A blog belongs to a DevSecOps consultant, hacker, and entrepreneur.

Some Resources Worth Checking Out Before You Start a NodeJS Project - Part 2

Part 1 is here

It has been a week since the first post. After seeing the application running in production, I’ve got some more to share.

First thing is about debugging and troubleshooting. That’s evil. As shared here - “Your debugging still largely remains as guess work.”. This is 100% true. And the problem got even worse in prod.

In dev phase, I’ve seen a lot of this kind of stack traces: Trace: at EventEmitter.<anonymous> (/project/src/routines/debug/exceptions.js:4:17) at EventEmitter.emit (events.js:88:20)

or this:

Error: Oh no! Event Error!
    at someAsyncHandler \[as _onTimeout\] (/Users/danielhood/Dev/Workspace/blab/routes/index.js:7:12)
    at Timer.listOnTimeout \[as ontimeout\] (timers.js:112:15)

Basically, in nodejs codebase, you will have anonymous functions and async function calls everywhere. Usually, with those error message, you don’t even know which line of code is associated with the error. That sucks.

However, there’s actually some solutions here. I wish I could read those tips before I started the project.

When the app got into prod, troubleshooting is tougher. The issue is that, usually, most app deployment will offer you a catch-all error log, either from web server (apache, nginx, etc), from app server (php-fpm, passenger, etc), or from the framework (CackPHP, Rails, etc). NodeJS, in contrast, has nothing out-of-box. The app process will simply die when an error occurs. Thus, from nowhere you can attain the error log. NewRelic couldn’t do that as well.

And actually, that’s why I like Ruby, and Rails. Even you are a newbie, you probably won’t make the app too messed up. By simply choosing the framework, you got covered for many pitfalls you would encounter in the future, even though you might not be aware of. For example, CSRF protection, assets caching, etc.
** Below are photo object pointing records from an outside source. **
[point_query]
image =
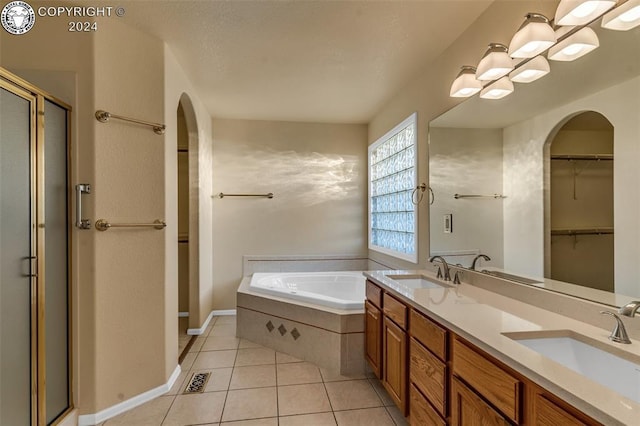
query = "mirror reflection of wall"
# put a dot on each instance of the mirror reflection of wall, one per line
(609, 84)
(581, 203)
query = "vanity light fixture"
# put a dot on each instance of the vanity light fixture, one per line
(623, 17)
(498, 89)
(533, 37)
(495, 63)
(465, 84)
(530, 71)
(580, 12)
(576, 45)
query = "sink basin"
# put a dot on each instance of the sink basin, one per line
(588, 357)
(516, 278)
(416, 281)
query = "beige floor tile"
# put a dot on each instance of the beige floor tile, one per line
(298, 373)
(188, 360)
(302, 399)
(218, 343)
(197, 408)
(214, 359)
(253, 376)
(223, 330)
(246, 404)
(246, 344)
(272, 421)
(226, 320)
(397, 417)
(351, 395)
(255, 356)
(365, 417)
(335, 376)
(320, 419)
(152, 413)
(382, 393)
(282, 358)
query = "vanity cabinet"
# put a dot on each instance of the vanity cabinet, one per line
(428, 370)
(439, 378)
(386, 342)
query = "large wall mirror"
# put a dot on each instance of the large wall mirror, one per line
(545, 181)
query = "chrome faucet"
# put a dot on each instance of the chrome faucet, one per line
(445, 266)
(630, 309)
(619, 333)
(475, 259)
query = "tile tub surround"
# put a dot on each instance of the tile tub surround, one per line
(330, 338)
(482, 316)
(258, 386)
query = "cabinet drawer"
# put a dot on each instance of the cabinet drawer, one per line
(374, 294)
(467, 408)
(429, 375)
(492, 382)
(395, 310)
(430, 334)
(420, 411)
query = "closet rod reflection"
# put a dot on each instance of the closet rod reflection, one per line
(269, 195)
(104, 116)
(103, 225)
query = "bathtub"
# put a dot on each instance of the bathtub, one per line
(314, 316)
(340, 290)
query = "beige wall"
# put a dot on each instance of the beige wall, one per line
(428, 93)
(318, 174)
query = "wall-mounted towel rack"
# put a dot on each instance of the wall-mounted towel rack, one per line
(458, 196)
(104, 116)
(587, 157)
(103, 225)
(583, 231)
(269, 195)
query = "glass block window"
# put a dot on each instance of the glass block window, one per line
(392, 179)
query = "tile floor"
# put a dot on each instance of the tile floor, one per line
(251, 385)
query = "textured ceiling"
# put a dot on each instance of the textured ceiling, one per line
(319, 61)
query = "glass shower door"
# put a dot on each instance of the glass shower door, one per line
(17, 249)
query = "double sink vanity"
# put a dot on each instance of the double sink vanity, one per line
(461, 354)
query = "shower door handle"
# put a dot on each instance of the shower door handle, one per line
(81, 188)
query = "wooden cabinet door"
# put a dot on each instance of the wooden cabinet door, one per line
(469, 409)
(373, 337)
(394, 363)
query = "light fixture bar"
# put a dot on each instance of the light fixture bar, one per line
(581, 12)
(624, 17)
(530, 71)
(576, 45)
(533, 37)
(498, 89)
(495, 63)
(465, 84)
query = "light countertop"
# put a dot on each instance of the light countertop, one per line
(481, 316)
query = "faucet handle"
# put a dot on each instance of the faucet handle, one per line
(619, 333)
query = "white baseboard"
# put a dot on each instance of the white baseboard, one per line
(108, 413)
(199, 331)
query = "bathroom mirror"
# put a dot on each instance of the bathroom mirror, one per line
(491, 172)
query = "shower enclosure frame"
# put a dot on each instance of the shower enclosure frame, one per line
(37, 99)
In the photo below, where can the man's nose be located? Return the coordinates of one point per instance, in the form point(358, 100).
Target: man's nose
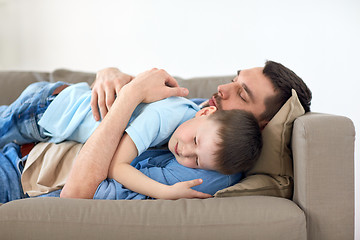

OK, here comes the second issue. NodeJS, by default, runs in single process single thread mode. Other languages and frameworks are the same actually. The difference is that, when you deploy a non-nodejs app, the web server or app server usually spawn and manage multiple processes/threads for you. But with nodejs, you have no process manager by default. Therefore, you will need to spawn processes by yourself to utilize multiple cpu cores. This function is implemented in cluster. You will also need a process manager to oversee your application, and restart them when one fails. You have got several choices here, nodemon, pm2, and forever.

As a result, I encountered a third problem in prod. In my app, I primarily have a bunch of background workers. I used AWS OpsWorks to configure the NodeJS layer. Ever since I launched the app, I saw more and more tasks got stuck in my task queue with active status. Since I had no error log, nor I can find anything in NewRelic, it was a totally guess work.

At first, I thought it was becaused of uncaught exceptions. Spent a whole day refactoring all the code, try to wrap any suspects code that could throw error, and add error logs wherever essential.

The second day, the task queue is still stuck. Then I thought, ok, maybe the tasks actually got proceeded well, but the redis machine which stores the task queue got overloaded. Since, there are several thousands tasks get proceeded every 10 minutes. Therefore, I tried stopping all non-essential tasks. Unfortunately, that didn’t help.

Maybe somewhere in the code, especially in async functions, throws error and I didn’t wrap it? I third throught. And I got no idea how could I verify or test the hypo.

And Finially, the third day, I though, maybe the worker process got terminate/restarted in the middle of a task. I found this post. OpsWorks actually ping port 80 every minute as health check for nodejs layer. And because my workers do not listen on port 80, it was considered unhealthy and got restarted every minute. AWS really should mention that in their starter’s guide. At the end, I added a health check for workers listening on port 80. The issue got resolved, and I could take a rest.

Hope this post and part 1, could help some people that are planning to write app in node or deploy nodejs in AWS with opsworks.